Porté aux nues par Ravel
De retour en Russie, il reprit confiance en lui, et tan­dis que la 2e Symphonie s’imposait peu à peu dans les salles selon la prophétie de Liszt, il revint sur Le Prince Igor, son unique opéra, dont la composition lui avait été suggérée quelque dix ans plus tôt par son ami Vladimir Stassov. L’année 1880 fut marquée par les célébrations des vingt-cinq ans du règne d’Alexandre II, et à cette occasion Borodine dédia à Liszt son fameux poème symphonique Dans les steppes de l’Asie centrale.
Écrits à la même époque, la 2e Symphonie et Le Prince Igor ont ce caractère épique et cet enthousiasme grandiose qui symbolisent, encore aujourd’hui, l’âme russe. Hélas, cet ouvrage lyrique, aussi connu soit-il, dopé par le souffle de ses mélodies et ses rythmes si évocateurs, resta inachevé, le compositeur s’effondrant brutalement, terrassé par une attaque le 15 février 1887 à l’occasion d’un bal de la Chandeleur. Ce pilier de la musique russe mourait à cinquante-trois ans. La postérité de l’ouvrage, ainsi que celle d’une 3e Symphonie, également inachevée et dont ne subsistent que deux mouvements, est due en grande partie aux amis Rimski et Glazounov qui orchestrèrent de nombreux passages – ce dernier orchestrant en outre la non moins célèbre Petite Suite. Si le compositeur n’eut pas le temps de terminer son opéra, en revanche plusieurs extraits, dont les Danses polovtsiennes, furent créés de son vivant. La légende veut qu’elles furent orchestrées en une nuit, la veille de leur création, en 1879, par le compositeur associé à Rimski et Liadov. Trente ans plus tard, elles furent immortalisées à Paris par les Ballets russes de Diaghilev.

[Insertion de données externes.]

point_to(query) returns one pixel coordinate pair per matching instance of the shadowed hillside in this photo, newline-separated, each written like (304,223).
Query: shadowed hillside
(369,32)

Plus encore que chez Moussorgski, l’opéra de Borodine pose des problèmes d’authenticité, comme le remarque justement André Lischke. Composé par bribes en l’espace de dix-sept ans, il a fallu les efforts conjugués de Rimski et Glazounov pour compléter ce qui manquait, noté en version piano- chant ou à l’état d’esquisses. Malgré le succès des diverses représentations du spectacle de Diaghilev à Paris en 1909, avec Chaliapine dans le rôle du prince Galitski, c’est seulement en 1993 qu’une version plus complète apparaît, incluant des numéros initialement écartés par Rimski et Glazounov, et orchestrés par Yuri Falik. Adapté d’une épopée médiévale russe, Le Prince Igor cultive avant tout les mouvements scéniques et l’art du chant. "Le récitatif n’est ni dans ma nature, ni dans mon caractère ; je suis plutôt attiré par la mélodie et la cantilène", écrivait le compositeur ; ce que formulera Ravel dans sa devise : "complexe mais pas compliqué ". D’ailleurs, l’auteur de Daphnis et Chloé ainsi que d’un discret À la manière de Borodine portait aux nues ce fils de prince caucasien, lui qui, avec son groupe des Apaches (Klingsor, Inghelbrecht, Vines, Caplet, Delage, Falla…), avait pour hymne secret… le début de la 2e Symphonie de Borodine.
Franck Mallet
Citations extraites de Borodine de Nina Berberova (Actes Sud), La musique russe de Michel-Rostislav Hofmann (Buchet/Chastel), Histoire de la musique russe d’André Lischke (Fayard) et Alexandre Borodine d’André Lischke (Bleu nuit éditeur).